The conflict in southeastern Ukraine may lead to the existence of the self-proclaimed Donetsk and Lugansk people's republics as independent states, such as Transdniestria, Abkhazia and South Ossetia, 38 percent of 1,600 Russians polled in 134 populated localities in 46 regions on February 20-23, reported sociologists.
The percentage has grown since September of last year (30 percent).
Eighteen percent of respondents believe that the DNR and the LNR may still be part of Ukraine with broad autonomy rights.
Twelve percent argue that the confrontation may drag out for years, just like the Palestinian-Israeli conflict.
Nine percent predict the regions' accession to Russia and 3 percent think that the Donetsk and Luhansk region will stay within Ukraine and have standard rights of Ukrainian regions.

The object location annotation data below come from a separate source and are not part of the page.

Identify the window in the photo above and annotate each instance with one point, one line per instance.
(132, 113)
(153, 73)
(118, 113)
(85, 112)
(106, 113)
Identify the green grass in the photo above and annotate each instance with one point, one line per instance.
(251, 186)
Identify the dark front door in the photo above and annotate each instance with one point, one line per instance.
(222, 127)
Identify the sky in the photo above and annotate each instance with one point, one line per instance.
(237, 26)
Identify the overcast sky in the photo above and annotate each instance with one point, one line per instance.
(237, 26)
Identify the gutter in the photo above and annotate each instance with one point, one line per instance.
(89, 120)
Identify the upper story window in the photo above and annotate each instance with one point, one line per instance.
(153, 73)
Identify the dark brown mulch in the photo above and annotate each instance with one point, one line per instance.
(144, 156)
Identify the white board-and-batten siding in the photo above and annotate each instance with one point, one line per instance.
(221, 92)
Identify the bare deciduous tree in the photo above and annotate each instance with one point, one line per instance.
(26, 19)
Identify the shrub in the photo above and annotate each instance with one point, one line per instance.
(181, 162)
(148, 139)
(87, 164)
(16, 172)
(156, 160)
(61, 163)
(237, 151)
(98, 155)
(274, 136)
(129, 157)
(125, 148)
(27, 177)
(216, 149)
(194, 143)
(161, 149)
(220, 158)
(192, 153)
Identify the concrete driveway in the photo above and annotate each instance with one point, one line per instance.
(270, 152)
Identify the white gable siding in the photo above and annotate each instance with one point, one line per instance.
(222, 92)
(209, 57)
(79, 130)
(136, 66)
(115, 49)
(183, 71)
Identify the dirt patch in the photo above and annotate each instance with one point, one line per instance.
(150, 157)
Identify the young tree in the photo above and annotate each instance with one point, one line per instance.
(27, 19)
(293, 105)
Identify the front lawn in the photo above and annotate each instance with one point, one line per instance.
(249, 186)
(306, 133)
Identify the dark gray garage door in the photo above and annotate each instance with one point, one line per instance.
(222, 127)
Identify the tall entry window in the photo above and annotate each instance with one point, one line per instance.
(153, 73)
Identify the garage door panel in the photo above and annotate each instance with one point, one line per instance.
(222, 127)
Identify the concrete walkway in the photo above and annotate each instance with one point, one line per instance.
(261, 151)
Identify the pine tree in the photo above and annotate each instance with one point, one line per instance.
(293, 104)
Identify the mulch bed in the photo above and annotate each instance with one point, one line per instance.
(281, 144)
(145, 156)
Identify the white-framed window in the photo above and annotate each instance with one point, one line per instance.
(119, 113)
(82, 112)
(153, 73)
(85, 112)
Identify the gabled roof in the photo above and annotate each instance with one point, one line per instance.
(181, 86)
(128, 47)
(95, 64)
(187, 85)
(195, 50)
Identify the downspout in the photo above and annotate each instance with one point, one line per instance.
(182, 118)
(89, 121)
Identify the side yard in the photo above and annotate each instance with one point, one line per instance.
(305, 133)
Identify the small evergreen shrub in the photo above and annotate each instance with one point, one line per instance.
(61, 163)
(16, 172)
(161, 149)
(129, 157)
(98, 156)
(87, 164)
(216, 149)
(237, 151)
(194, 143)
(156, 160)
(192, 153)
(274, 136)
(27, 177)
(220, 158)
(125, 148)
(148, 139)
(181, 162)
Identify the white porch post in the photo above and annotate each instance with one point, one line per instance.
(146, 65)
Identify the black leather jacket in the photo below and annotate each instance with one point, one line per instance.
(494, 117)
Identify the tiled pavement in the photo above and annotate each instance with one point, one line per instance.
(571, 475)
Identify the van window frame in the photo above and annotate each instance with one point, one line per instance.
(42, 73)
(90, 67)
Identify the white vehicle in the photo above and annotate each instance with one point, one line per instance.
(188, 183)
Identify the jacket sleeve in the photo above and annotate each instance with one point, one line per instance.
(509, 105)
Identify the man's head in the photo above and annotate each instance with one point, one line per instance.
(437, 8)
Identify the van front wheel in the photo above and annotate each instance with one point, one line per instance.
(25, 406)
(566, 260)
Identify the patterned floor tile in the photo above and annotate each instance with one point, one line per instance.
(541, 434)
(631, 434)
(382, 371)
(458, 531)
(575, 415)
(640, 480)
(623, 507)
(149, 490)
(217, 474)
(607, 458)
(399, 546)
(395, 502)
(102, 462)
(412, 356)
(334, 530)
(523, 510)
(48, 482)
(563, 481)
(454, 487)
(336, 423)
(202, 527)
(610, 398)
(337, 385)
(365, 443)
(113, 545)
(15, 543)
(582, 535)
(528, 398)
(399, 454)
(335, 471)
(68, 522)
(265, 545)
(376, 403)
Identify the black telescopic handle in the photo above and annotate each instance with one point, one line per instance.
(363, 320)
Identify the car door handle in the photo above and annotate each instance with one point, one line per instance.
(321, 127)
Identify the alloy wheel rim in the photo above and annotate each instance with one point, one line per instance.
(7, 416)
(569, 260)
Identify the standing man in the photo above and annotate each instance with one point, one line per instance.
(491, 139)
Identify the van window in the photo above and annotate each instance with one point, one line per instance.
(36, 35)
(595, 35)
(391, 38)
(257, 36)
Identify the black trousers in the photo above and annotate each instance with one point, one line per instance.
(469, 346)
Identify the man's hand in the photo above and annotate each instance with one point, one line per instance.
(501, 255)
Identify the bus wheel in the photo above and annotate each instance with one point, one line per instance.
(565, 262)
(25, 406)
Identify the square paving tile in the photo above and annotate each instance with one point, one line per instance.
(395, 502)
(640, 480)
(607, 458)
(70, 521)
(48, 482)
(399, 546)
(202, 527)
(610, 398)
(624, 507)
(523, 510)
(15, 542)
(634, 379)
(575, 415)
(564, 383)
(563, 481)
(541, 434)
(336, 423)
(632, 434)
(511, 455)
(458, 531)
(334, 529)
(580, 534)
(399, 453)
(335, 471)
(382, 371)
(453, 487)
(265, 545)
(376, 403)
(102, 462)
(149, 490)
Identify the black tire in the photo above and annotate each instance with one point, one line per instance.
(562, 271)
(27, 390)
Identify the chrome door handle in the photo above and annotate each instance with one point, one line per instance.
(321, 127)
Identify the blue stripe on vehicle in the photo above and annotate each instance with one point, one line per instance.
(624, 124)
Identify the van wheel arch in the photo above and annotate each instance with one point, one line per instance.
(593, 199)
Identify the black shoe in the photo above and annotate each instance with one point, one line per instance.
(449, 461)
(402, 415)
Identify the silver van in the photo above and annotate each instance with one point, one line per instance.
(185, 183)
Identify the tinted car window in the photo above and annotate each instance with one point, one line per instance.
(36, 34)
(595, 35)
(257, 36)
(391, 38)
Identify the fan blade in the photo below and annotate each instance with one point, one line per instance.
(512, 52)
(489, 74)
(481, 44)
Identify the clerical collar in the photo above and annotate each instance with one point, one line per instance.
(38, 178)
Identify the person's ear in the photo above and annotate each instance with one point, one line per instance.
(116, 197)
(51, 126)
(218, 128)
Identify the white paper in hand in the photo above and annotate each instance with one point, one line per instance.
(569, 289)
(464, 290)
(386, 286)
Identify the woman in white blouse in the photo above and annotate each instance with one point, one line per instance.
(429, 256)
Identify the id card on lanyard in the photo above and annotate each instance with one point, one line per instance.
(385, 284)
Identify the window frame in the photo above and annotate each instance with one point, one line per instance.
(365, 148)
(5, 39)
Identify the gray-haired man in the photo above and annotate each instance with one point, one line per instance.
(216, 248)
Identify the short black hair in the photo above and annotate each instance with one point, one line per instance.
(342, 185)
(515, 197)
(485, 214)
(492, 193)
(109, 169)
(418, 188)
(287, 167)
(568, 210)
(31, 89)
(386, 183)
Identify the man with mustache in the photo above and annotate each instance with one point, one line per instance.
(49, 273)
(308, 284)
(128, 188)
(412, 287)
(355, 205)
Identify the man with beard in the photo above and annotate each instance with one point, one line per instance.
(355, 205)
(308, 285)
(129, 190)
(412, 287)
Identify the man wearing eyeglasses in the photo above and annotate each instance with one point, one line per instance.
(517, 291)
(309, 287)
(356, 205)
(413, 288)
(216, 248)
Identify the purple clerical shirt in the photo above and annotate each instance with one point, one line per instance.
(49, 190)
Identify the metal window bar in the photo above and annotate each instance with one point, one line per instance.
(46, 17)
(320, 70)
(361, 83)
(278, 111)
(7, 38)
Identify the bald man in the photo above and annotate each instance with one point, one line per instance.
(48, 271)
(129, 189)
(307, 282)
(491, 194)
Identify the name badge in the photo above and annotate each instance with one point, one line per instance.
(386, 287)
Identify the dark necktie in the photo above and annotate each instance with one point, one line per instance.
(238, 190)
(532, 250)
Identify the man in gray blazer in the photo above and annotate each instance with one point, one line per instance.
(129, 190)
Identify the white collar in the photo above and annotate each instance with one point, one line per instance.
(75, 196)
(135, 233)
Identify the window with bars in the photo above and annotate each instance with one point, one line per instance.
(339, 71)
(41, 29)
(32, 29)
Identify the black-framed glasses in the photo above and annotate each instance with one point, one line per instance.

Twenty percent were undecided.
A majority (60 percent) agreed that Russia and Ukraine were at war, 34 percent claimed the opposite, and 7 percent failed to answer the question.
Sixty percent said Russia should not send troops to Ukraine in the case of the hostilities resuming in the southeast. A quarter of respondents said sending of troops to Ukraine was necessary, and 16 percent were hesitant.
Tense talks between Russian Foreign Minister Sergei Lavrov and U.S. Secretary of State John Kerry in Geneva saw both sides express hopes that the ceasefire in eastern Ukraine would hold, but were characterized by a lack of concrete progress, with Lavrov attempting to persuade the U.S. to apply pressure to Kiev and Kerry threatening further sanctions.